The company’s COO Philippe Macé told pv magazine today that while the platform aims to provide users a way to access solar PV market data “easily”, its other purpose is to shrink the industry’s “information gap”.

“In the industry, we get people outside of the world of PV asking us, ‘What's the size of the market in this country?’ ‘How does it compare with the total European markets?' And ‘Why can I not find this data?',” he said. “We would like to reduce that information gap.”

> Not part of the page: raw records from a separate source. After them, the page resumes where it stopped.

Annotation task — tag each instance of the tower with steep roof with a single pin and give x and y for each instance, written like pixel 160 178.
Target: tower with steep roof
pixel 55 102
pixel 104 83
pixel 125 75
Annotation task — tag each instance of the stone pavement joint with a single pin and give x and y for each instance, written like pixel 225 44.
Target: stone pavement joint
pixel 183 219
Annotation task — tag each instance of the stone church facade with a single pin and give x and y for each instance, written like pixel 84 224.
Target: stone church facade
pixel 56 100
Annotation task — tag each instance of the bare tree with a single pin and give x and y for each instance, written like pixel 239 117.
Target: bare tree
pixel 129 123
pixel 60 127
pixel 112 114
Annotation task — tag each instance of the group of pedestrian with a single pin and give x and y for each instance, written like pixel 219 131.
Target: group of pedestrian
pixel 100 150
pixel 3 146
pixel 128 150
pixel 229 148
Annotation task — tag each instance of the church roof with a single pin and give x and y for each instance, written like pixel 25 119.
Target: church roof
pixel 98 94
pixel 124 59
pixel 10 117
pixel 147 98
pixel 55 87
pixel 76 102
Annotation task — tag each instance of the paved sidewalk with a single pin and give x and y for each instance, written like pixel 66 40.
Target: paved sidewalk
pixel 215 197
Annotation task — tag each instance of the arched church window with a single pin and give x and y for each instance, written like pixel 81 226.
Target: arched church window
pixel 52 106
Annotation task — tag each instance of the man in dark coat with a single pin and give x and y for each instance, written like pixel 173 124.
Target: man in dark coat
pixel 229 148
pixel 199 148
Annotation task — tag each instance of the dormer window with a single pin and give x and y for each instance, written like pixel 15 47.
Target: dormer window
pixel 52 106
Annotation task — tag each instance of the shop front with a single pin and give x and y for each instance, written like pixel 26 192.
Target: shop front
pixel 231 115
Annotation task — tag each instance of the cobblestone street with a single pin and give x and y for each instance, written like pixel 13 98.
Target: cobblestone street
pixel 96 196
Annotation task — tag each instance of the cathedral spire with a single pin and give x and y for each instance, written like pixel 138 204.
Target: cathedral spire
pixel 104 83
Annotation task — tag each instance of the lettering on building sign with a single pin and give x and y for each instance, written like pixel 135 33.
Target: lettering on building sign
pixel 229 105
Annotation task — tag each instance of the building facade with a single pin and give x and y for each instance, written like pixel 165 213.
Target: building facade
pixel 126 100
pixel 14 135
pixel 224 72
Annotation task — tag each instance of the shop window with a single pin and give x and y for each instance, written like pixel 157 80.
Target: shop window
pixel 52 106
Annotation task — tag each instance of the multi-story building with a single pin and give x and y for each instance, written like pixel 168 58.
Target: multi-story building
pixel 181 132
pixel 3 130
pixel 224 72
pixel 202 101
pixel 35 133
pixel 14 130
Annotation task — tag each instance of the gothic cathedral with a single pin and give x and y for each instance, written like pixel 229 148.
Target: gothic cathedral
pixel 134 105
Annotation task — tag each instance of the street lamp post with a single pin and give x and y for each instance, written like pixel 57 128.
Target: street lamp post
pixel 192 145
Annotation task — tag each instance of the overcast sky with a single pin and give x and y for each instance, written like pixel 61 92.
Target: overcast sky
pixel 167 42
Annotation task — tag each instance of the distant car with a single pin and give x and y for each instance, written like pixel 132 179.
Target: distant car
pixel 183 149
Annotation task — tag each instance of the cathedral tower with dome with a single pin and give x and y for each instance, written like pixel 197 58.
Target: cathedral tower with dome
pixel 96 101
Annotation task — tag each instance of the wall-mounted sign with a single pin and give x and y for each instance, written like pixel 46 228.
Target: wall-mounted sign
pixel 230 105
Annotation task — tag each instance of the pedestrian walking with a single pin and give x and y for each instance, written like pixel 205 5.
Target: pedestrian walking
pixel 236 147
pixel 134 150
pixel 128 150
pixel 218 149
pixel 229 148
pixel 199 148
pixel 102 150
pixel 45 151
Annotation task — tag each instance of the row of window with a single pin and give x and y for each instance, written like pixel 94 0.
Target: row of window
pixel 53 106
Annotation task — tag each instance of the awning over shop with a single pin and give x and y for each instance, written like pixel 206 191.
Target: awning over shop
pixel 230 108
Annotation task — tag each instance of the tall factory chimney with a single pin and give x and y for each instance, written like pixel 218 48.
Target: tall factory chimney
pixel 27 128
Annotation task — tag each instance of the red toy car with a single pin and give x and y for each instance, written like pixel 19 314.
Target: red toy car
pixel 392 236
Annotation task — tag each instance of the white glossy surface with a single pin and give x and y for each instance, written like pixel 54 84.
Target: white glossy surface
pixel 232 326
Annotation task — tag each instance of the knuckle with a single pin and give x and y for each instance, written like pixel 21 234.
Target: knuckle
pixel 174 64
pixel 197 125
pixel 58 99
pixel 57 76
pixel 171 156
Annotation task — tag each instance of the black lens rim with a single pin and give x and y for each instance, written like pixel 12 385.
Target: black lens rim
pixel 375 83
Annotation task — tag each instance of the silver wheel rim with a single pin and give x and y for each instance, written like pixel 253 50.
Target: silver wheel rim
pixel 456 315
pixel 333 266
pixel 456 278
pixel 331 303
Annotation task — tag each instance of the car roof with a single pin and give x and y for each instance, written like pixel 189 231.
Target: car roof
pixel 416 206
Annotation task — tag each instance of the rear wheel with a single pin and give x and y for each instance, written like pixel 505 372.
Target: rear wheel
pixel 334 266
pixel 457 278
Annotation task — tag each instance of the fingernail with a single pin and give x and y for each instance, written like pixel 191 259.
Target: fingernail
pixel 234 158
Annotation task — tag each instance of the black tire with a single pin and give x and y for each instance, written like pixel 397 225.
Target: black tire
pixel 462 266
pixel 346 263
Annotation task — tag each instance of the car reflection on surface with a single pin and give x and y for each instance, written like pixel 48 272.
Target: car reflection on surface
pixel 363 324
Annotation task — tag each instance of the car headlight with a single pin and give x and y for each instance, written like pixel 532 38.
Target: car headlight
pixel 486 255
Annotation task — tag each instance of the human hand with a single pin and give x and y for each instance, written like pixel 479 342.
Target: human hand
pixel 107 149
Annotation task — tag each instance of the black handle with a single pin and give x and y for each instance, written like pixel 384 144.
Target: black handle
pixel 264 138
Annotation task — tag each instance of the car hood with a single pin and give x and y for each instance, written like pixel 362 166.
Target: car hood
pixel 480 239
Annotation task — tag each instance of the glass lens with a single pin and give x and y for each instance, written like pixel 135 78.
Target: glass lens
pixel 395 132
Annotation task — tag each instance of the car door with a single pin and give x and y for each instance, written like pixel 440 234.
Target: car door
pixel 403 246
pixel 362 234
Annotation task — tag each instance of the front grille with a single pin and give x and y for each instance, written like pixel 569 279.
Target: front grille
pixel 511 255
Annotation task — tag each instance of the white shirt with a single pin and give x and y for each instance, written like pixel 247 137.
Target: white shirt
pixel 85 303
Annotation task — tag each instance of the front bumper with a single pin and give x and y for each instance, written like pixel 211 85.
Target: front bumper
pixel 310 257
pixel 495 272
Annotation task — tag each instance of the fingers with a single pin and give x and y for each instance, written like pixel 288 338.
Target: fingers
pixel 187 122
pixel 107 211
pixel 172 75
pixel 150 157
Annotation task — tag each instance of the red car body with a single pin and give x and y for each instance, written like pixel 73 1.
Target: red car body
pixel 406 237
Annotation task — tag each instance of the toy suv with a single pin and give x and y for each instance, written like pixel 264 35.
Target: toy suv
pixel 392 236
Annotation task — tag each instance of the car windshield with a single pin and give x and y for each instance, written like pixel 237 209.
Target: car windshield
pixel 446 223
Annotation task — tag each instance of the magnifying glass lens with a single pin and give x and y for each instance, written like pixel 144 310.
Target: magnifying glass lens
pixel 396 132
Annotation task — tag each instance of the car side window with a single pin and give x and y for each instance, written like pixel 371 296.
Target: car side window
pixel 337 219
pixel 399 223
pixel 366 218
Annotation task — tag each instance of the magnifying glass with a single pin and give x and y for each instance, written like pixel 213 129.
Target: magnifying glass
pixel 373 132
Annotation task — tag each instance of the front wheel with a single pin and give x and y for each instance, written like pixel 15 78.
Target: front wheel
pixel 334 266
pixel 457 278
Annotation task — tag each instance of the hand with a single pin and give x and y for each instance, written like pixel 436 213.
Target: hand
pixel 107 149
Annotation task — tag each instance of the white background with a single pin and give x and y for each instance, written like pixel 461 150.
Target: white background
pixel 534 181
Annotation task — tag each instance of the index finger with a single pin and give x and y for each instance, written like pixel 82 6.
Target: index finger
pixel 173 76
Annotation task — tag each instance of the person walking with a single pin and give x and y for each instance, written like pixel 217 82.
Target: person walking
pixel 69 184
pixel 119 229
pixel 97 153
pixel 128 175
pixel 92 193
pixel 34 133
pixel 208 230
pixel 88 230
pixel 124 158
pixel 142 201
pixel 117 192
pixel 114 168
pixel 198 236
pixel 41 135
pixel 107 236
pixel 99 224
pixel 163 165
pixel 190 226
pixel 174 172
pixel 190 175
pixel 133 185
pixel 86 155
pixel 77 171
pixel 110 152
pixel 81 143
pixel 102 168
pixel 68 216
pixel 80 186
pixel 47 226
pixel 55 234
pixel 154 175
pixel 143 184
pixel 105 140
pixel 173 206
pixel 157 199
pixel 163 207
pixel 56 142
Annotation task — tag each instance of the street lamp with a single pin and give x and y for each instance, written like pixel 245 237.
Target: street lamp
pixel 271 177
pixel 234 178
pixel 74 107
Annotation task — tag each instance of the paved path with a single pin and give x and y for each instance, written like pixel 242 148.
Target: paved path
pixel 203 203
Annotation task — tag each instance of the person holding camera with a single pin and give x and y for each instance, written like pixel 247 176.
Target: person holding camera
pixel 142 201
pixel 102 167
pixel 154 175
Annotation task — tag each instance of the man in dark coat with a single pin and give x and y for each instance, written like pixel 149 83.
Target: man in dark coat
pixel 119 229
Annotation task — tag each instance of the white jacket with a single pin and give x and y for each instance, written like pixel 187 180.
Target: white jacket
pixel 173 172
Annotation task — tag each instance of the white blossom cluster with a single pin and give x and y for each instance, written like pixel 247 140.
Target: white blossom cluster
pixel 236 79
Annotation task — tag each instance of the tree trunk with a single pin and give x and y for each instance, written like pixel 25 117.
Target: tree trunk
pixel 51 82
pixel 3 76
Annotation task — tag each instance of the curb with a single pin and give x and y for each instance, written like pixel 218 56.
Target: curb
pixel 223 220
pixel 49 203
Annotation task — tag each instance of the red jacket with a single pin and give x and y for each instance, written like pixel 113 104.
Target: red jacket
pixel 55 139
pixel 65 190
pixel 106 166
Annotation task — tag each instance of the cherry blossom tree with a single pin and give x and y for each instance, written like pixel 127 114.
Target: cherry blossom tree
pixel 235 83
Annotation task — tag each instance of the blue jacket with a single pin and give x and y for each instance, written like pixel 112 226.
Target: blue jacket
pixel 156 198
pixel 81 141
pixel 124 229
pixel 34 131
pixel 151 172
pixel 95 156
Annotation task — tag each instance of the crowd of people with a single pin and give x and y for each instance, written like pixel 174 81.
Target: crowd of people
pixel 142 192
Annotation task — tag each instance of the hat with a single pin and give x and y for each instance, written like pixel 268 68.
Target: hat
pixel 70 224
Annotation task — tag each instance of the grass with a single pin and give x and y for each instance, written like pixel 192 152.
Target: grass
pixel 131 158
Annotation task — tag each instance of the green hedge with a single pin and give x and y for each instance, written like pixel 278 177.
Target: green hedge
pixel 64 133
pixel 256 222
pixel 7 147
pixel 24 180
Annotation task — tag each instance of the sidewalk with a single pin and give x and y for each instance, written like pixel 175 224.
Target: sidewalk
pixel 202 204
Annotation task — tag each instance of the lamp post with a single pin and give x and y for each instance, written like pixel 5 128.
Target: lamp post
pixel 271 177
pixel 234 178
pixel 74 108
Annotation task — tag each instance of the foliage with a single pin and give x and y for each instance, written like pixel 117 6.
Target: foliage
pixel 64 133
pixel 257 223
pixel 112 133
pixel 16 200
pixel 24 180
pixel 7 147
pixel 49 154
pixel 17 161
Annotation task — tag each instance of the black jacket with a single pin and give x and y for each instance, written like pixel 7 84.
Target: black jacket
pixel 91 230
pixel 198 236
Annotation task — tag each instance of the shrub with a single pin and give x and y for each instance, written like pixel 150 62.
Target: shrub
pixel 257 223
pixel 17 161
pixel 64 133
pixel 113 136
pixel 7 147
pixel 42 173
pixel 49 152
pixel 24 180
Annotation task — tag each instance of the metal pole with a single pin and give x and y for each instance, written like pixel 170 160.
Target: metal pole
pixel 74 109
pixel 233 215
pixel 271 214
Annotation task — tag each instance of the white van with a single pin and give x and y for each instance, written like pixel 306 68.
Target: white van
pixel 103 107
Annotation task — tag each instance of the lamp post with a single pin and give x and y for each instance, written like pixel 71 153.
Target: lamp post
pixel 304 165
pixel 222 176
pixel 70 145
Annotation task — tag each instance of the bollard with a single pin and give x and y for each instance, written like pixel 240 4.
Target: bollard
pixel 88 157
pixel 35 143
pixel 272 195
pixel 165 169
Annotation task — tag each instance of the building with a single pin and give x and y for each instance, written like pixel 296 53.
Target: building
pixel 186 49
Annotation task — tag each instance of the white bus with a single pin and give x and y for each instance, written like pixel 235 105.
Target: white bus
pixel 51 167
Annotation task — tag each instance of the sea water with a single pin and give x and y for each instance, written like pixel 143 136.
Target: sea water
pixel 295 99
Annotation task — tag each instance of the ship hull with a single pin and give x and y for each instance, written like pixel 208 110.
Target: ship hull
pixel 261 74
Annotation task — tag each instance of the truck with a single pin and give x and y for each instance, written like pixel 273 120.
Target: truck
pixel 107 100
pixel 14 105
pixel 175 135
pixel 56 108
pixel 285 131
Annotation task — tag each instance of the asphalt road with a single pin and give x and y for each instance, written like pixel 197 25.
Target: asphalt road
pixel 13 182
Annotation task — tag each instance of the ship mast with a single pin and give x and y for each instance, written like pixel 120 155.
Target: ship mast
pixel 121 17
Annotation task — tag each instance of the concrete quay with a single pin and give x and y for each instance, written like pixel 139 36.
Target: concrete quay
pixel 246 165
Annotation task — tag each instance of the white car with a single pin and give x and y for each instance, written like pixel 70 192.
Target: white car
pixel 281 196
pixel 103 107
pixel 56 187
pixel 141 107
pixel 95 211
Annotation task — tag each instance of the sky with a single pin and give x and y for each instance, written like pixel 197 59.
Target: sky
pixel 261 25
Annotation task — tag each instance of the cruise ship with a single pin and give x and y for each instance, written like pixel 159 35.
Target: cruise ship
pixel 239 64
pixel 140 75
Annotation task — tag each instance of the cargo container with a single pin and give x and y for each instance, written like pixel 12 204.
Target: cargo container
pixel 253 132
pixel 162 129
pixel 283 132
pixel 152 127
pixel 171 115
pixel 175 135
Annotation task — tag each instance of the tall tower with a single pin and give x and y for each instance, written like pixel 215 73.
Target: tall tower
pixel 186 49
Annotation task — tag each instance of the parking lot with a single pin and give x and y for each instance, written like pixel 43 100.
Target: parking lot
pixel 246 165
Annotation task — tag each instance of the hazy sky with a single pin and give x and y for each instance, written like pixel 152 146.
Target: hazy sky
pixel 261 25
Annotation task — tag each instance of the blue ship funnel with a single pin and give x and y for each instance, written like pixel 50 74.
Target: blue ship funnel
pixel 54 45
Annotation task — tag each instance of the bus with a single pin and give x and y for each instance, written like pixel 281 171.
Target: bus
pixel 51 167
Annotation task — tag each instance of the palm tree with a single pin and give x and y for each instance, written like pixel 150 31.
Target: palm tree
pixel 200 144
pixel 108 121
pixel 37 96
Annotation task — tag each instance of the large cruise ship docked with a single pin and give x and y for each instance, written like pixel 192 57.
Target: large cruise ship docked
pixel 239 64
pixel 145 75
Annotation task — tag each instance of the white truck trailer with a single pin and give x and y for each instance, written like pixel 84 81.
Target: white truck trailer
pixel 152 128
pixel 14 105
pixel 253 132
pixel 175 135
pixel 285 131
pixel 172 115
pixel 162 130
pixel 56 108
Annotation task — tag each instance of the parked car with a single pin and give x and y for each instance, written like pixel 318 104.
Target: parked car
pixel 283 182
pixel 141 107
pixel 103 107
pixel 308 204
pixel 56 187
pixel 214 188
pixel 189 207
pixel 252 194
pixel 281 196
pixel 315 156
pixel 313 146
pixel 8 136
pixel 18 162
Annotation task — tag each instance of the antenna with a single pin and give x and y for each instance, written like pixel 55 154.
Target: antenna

A team of Becquerel Institute analysts “clean” and “normalize” supplied information – such as solar PV installed capacity – provided by each country’s peak solar association or regulator and the International Energy Agency Photovoltaic Power Systems Programme (IEAPPSP), with the Data Hub acting as an aggregator. The information is easier to collect from larger markets as bigger countries are “well organized,” Macé said. “Germany, for instance, is quite easy to collect data,” he explained, “but in France, for example, you have different sources, and they are often contradictory.”

“We aggregate the data but we cross-check between sources, and most importantly, we make a choice on what's the most reliable and probable number we should display,” he said. Examples of European countries where it is difficult to provide reliable market data include Estonia and Slovenia. But the Becquerel Institute has a way around it. “For these ones, it is much harder to get data, so we make estimates, we make informed guesses based on feedback from, if not actually local people, some people in the neighboring markets,” Macé said.

The information is then pumped into charts that display annual market share per segment, cumulative installed capacity per year and year-on-year market growth. While the information provided on these pages, such as “highlights” and “country status”, is free, other segments on the Data Hub are not.

For a fee, users can receive “country forecasts” up until 2027 – comprising figures per market segment and a comparative European map, among other features – and “custom-made reports” responding to a “client’s need”, the Data Hub website states. This would take the form of “components prices” and include additional aggregated data, such as global solar PV spot prices, and “pricing trend” analysis.

Asked why the press release and website state “our portal is currently free” when the whole portal is not currently free, Macé clarified: “I would say that half of it is free. The rest is not behind a paywall but restricted access.” The Becquerel Institute has “no” plans to charge users for any of the free information, Macé said, adding there was no “single price” scheme currently in use and the price is determined per customer.

The Data Hub’s target market is “basically everybody”, Macé said, with a focus on project developers, manufacturers and governments. The website is running as a minimum viable product until the end of the year. Macé said the Becquerel Institute welcomes feedback on the platform.